Titus Andronicus Review Shakespeare's Globe 2006

Assumed to have been written around 1593/94, 'Titus Andronicus' has to be the bloodiest play Shakespeare penned. In fact, it has so many murders and atrocities that for some time critics found it hard to believe that it was even written by Shakespeare in the first place. And though it was apparently a hit when first performed for Elizabethan audiences, it lost favour for centuries because it was considered too bloody to be performed. Thankfully, events took a revivalist turn in the mid-twentieth century, and 'Titus Andronicus' is now produced more regularly.

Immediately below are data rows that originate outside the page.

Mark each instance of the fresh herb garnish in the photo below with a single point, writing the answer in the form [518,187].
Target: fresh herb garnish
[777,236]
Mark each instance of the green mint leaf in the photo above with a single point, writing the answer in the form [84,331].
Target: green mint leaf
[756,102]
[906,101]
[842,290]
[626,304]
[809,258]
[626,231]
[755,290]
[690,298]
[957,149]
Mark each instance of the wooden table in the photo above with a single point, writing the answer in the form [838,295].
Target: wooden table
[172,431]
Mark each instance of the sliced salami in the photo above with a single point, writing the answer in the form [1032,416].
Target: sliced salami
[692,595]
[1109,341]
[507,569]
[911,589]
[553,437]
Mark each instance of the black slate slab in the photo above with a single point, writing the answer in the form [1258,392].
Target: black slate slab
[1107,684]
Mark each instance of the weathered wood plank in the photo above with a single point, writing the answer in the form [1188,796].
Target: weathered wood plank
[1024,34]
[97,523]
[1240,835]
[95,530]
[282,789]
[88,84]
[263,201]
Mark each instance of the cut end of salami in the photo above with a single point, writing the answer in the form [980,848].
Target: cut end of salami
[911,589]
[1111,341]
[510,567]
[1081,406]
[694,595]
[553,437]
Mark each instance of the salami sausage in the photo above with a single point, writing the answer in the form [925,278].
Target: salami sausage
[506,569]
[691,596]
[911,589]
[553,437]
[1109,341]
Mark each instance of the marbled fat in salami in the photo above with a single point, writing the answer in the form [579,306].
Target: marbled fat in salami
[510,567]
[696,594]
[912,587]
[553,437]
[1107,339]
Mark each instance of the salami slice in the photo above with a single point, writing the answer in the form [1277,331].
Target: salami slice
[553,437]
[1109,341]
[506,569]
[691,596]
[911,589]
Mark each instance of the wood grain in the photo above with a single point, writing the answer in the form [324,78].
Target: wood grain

One question which always used to beg an answer from any production of 'Titus Andronicus' was: how many people would walk out during the course of the play? Because the sheer volume of blood which often flows across the stage, the nature of the atrocities and the staggering number of characters brutally killed or mutilated, often overwhelms those with weaker constitutions, and the play has an unrivalled reputation for causing people to faint. For example, the first time I saw the play more than half the audience did not return for the second half, and a substantial number seemed decidedly ill during the interval, and sought comfort in medicinal quantities of brandy and other recuperative beverages!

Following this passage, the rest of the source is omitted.